Briggs & Stratton Corporation (NYSE: BGG) announced financial results for its first quarter of fiscal 2020, which ended September 29, 2019.
- Fiscal 2020 first quarter net sales were $314 million, up $35 million or 12% from $279 million for the prior year. Both engines and products segments drove the sales growth, including higher revenue in service parts, as expected, on improved throughput. Sales of engines and turf products serving commercial applications increased by double digits, partially offset by lower job site sales due to timing of certain shipments. Storm-related generator shipments declined from a year-ago due to the relatively low amount of power outages caused by Hurricane Dorian.
- As expected, quarterly GAAP gross profit margin of 13.8% and adjusted gross profit margin of 15.6% declined from GAAP gross profit margin of 15.7% and adjusted gross profit margin of 16.9% from the first quarter of fiscal 2019, principally from unfavorable sales mix within the products segment, tariff costs and residual inefficiencies from last year’s implementation of the business optimization program. This was partially offset by strong margin improvement in the engines segment.

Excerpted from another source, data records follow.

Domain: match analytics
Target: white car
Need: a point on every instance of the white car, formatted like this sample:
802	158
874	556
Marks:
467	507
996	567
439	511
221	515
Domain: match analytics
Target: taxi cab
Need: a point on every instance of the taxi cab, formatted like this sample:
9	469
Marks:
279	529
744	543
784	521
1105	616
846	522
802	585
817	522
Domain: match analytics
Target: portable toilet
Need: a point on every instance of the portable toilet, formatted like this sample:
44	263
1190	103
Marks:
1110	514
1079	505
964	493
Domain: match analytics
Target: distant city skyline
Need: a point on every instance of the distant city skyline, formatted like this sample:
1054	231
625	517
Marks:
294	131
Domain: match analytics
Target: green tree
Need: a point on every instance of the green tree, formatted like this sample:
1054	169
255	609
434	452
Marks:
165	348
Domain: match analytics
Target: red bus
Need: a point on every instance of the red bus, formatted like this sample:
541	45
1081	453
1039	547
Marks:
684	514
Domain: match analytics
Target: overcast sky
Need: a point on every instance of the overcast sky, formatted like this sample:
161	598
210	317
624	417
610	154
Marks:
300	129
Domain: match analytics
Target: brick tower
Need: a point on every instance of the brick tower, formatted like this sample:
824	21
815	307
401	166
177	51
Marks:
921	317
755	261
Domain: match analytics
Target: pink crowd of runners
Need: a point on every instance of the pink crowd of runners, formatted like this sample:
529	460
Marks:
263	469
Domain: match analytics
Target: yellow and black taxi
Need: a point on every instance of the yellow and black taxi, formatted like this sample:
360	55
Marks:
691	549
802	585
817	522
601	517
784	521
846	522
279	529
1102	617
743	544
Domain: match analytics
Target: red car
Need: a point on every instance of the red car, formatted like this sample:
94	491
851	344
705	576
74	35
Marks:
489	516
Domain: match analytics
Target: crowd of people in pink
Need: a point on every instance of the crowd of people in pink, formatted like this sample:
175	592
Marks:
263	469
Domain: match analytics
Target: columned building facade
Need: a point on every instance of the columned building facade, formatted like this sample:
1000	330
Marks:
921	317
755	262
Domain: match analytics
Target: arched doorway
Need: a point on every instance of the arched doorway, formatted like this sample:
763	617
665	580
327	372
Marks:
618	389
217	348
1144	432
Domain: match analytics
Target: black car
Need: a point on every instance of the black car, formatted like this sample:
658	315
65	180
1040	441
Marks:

- First quarter GAAP net loss of $33.6 million, or $0.81 per share, included $6.4 million in pre-tax charges for business optimization and engine manufacturing consolidation. Excluding these items, the adjusted net loss for the fiscal 2020 first quarter was $27.6 million, or $0.67 per share, compared to adjusted net loss of $21.0 million, or $0.51 per share, for the fiscal first quarter of the prior year.

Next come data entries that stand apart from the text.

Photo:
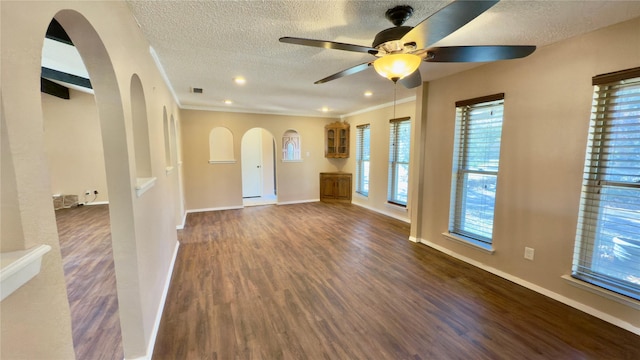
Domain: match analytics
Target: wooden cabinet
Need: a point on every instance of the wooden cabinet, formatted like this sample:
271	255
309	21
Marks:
336	140
335	186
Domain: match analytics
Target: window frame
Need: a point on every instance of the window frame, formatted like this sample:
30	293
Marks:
362	173
591	261
461	172
395	146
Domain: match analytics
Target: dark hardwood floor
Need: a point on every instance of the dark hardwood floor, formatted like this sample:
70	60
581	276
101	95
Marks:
336	281
87	257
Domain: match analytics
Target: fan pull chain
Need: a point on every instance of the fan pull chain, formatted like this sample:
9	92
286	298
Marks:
395	90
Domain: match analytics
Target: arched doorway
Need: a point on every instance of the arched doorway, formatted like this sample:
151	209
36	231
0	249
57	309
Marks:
109	107
259	185
75	153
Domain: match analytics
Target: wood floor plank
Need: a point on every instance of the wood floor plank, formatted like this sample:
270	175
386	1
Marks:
87	258
336	281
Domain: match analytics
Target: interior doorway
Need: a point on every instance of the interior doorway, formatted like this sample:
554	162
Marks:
74	148
258	167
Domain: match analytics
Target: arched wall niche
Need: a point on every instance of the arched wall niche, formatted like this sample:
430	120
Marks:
140	128
291	146
167	139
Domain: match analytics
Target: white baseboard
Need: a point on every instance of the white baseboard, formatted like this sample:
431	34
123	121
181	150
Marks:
96	203
184	220
561	298
163	299
387	213
214	209
297	202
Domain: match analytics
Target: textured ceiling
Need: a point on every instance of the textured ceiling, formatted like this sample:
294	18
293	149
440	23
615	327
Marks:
206	44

- The company refinanced its revolving credit facility with a new credit facility which provides up to $625 million in borrowing capacity, subject to a borrowing base.

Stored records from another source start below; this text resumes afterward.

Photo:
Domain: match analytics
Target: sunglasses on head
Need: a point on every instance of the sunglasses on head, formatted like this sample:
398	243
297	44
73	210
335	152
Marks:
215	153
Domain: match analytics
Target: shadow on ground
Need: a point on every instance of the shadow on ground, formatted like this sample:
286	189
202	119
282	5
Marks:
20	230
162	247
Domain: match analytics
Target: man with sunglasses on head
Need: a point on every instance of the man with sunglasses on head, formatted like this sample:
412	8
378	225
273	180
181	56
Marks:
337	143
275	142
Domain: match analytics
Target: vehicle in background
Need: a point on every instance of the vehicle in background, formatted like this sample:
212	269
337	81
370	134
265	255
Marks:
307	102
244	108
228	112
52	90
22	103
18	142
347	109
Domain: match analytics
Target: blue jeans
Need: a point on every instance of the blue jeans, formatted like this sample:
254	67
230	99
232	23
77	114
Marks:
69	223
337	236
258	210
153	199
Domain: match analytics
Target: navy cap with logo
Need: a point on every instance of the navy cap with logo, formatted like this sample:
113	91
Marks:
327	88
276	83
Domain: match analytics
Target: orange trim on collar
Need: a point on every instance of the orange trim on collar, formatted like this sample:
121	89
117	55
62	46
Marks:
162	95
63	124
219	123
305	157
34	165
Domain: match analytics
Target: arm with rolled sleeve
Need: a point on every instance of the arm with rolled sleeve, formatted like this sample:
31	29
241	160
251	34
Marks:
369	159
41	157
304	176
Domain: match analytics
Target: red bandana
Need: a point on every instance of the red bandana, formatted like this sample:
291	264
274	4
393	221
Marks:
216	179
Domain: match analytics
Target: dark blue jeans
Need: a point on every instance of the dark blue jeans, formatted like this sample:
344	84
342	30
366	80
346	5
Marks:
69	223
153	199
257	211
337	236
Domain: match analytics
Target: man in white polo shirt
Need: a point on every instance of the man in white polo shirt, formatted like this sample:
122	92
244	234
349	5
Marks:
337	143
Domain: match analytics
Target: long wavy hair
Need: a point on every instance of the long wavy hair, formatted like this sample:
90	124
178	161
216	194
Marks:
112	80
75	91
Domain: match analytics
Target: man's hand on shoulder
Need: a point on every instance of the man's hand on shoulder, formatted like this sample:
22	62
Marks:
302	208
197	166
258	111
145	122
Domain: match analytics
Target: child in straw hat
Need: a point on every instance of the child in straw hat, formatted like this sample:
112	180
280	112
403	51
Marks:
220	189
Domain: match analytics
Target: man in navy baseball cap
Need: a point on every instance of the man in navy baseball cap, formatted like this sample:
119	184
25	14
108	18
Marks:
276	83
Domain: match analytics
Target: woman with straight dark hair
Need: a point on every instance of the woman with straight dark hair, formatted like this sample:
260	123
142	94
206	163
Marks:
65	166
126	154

“Our first quarter results were solid relative to our plan and we made meaningful progress on our key focus areas to drive better overall business performance,” stated Todd J. Teske, chairman, president and chief executive officer. “We are particularly pleased with the improved fulfillment levels in our service parts business, which is returning to industry-leading parts delivery and performance. We also saw further operational improvements in Vanguard commercial engines with quarterly production exceeding planned rates. There remains more work to be done, but our performance during the quarter has us encouraged that we are making the right progress to meet customer expectations and drive the planned efficiency improvements.” Teske continued, “Managing working capital is an important focus. Despite having seasonally elevated inventory levels, we are tracking to plan to deliver a meaningful reduction in inventory by the end of the fiscal year. This, combined with the refinancing of our revolving credit facility, is an important first step in strengthening the balance sheet.”
Fiscal 2020 outlook:
The company is maintaining its previous financial guidance for fiscal 2020. Net sales are expected to be within a range of $1.91 billion to $1.97 billion, which contemplates midpoint growth of approximately 5.5% over fiscal 2019’s performance. Adjusted net income is expected within a range of $9 million to $17 million, or $0.20 to $0.40 per diluted share, prior to the impact of costs related to the company’s business optimization program and the engine manufacturing consolidation project. Storm-related generator sales in the first quarter drove modest upside to our planned results, which helps support the achievement of the outlook for the year. The outlook does not contemplate potential incremental demand related to power outages in California.